For the Shellers, whose philanthropy touches communities throughout Philadelphia, the focus is on making concrete change in the lives of those who struggle. “It’s about giving people hope,” said Stephen Sheller. “When I look at the North Broad Street corridor, I see so much potential, even where others have seen so much despair. We want to get the students involved in making that hope grow.”

 About the Sheller Center for Social Justice

The Sheller Center was created in 2013 through a $1.5 million gift from Stephen and Sandra Sheller. Building on Temple’s long-standing and deep commitment to social justice, the Sheller Center works in collaboration with Temple Law faculty and students, community groups, the Philadelphia and Pennsylvania legal communities, and other schools and departments within Temple University to improve access to justice for underserved populations in Philadelphia and across Pennsylvania. In the five years since its creation, the Center has seen tremendous success, transforming the lives of individual clients and communities and impacting policy at the regional and national levels. The Center was the recipient of the 2017 Clinical Legal Education Association Award for Excellence in a Public Interest Case or Project for work done by students in its Justice Lab clinic toward ending the practice of billing parents for the cost of their children’s’ incarceration, just one of several high-impact projects undertaken by students at the Center.

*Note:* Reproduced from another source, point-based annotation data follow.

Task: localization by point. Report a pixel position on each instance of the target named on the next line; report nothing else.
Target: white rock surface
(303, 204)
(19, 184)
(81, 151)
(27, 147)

About the Sheller Family Foundation

Throughout nearly five decades of service, Stephen and Sandra Sheller have been committed to improving lives and promoting positive social change; especially for those who are disenfranchised, underprivileged, and underserved. Guided by the values of justice, fairness, opportunity, empowerment, and advancement, they have sought to expose and eradicate injustice; enhance opportunities and healing for individuals, families, and communities; and strengthen children’s and families’ futures.

Sandy Sheller is an active civic leader, philanthropist, Licensed Professional Counselor, Board Certified Art Therapist, and Family Therapist. She has been influential in advancing trauma-informed therapeutic practices, working with families experiencing homelessness, addressing economic and social disparity, and in service to higher education.

Stephen Sheller is an unrelenting advocate for justice for this country. He has done well by doing good and taking cases in which he believes, from his representation of the Black Panthers and women experiencing gender-based pay inequity, to novel consumer fraud litigation, to filing the first legal challenge in Bush v. Gore. He has litigated pharmaceutical product liability claims for hundreds of young boys who developed the serious, debilitating side effect of gynecomastia while taking Risperdal. He also litigates fraud and False Claims Act violations through whistleblowers who seek his expertise. He has garnered more than $6 billion for the U.S. Government and taxpayers.